Cheat sheet of data networking part 1

A lot of data networking is conceptually self-similar thanks to the layered approach.

Broadly speaking (from Grandma’s point of view), if <-> denotes exchanging or swapping,

  • Physical interface1<-> Physical interface2 is repeating
  • Physical port1 <-> Physical port2 is bridging
  • MAC1 <-> MAC2 is routing
  • IP1 <-> IP2 is NATting, load balancing
  • TCP/UDP port1 <-> TCP/UDP port2 (along with IP1 <-> IP2) is PATting
  • SSL/TLS ON/OFF <-> SSL/TLS OFF/ON is a security gateway
  • Application1 <-> Application2 is an application gateway, for example, gmail

Once you look at the “data plane” like such symbol swapping, it becomes very simple game.

Especially, if you start putting tuplets together like:

Ingress {Source, Destination} * {Physical segment, MAC, IP, Port, SSL/TLS and encryption, Application} <->

Egress {Source, Destination} * {Physical segment, MAC, IP, Port, SSL/TLS and encryption, Application}

It gives a nice product matrix.
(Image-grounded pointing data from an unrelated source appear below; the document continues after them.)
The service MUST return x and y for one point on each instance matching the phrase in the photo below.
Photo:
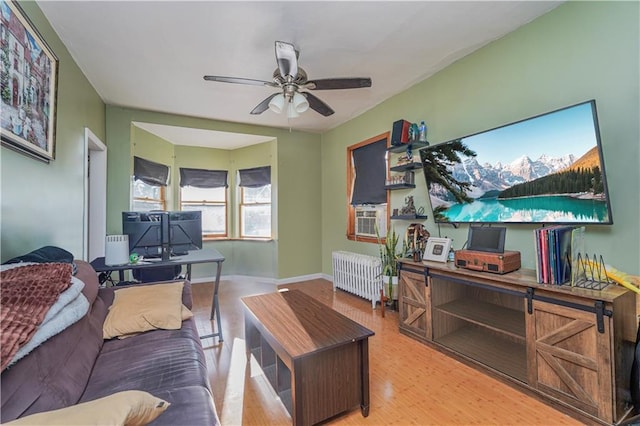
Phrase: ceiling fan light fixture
(291, 111)
(300, 103)
(277, 103)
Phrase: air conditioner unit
(370, 217)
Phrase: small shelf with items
(407, 146)
(409, 217)
(408, 166)
(399, 186)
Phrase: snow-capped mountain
(487, 177)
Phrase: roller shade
(151, 173)
(370, 167)
(201, 178)
(256, 177)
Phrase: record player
(486, 252)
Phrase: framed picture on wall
(437, 249)
(28, 89)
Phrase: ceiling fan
(292, 79)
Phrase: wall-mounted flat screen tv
(544, 169)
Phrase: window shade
(201, 178)
(371, 170)
(256, 177)
(151, 173)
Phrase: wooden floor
(410, 383)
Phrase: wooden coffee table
(316, 359)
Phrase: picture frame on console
(437, 249)
(29, 77)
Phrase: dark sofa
(77, 365)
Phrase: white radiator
(359, 274)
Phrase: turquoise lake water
(532, 209)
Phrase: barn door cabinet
(572, 347)
(414, 302)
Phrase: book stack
(554, 254)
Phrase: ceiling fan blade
(318, 105)
(338, 83)
(264, 105)
(237, 80)
(287, 59)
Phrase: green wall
(578, 51)
(43, 204)
(295, 174)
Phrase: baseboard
(275, 281)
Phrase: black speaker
(400, 133)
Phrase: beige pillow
(185, 312)
(127, 408)
(142, 308)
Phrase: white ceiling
(152, 55)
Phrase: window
(255, 202)
(368, 198)
(206, 190)
(212, 202)
(147, 187)
(147, 197)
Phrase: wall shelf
(409, 217)
(404, 167)
(399, 186)
(405, 146)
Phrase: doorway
(95, 196)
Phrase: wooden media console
(571, 347)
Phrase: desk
(316, 359)
(192, 257)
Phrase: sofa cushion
(152, 362)
(123, 408)
(190, 405)
(55, 374)
(142, 308)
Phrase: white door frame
(95, 196)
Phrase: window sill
(358, 238)
(214, 239)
Once I learn how to put tables on WordPress, I will upload some and ask for your help to fill in the rest of details.

Understand that symbol swapping is the simplest thing a networking product does. Building such symbol swapping tables is one of the hardest jobs and that is where the concept of “control plane” kicks in. I will leave that discussion to experts.
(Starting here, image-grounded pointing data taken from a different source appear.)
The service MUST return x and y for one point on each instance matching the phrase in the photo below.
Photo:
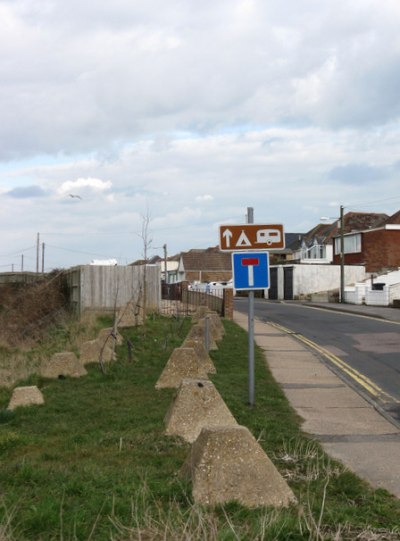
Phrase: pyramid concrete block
(90, 352)
(182, 364)
(197, 332)
(227, 463)
(202, 354)
(130, 315)
(110, 336)
(196, 405)
(25, 396)
(65, 363)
Interestingly, the above is not the complete picture of networking products. It has only two interfaces – Ingress and Egress. There are some products (called caches) which (may) have three interfaces. Some day I would like to write such a table for caches also.

And then, layering is not the only concept in networking. There is also encapsulation. It leads to wholly another class of products called tunnels, like MPLS, IPSec and SSL-VPN. Making a table of such technologies also will be fun.

Do you want to embark on this journey?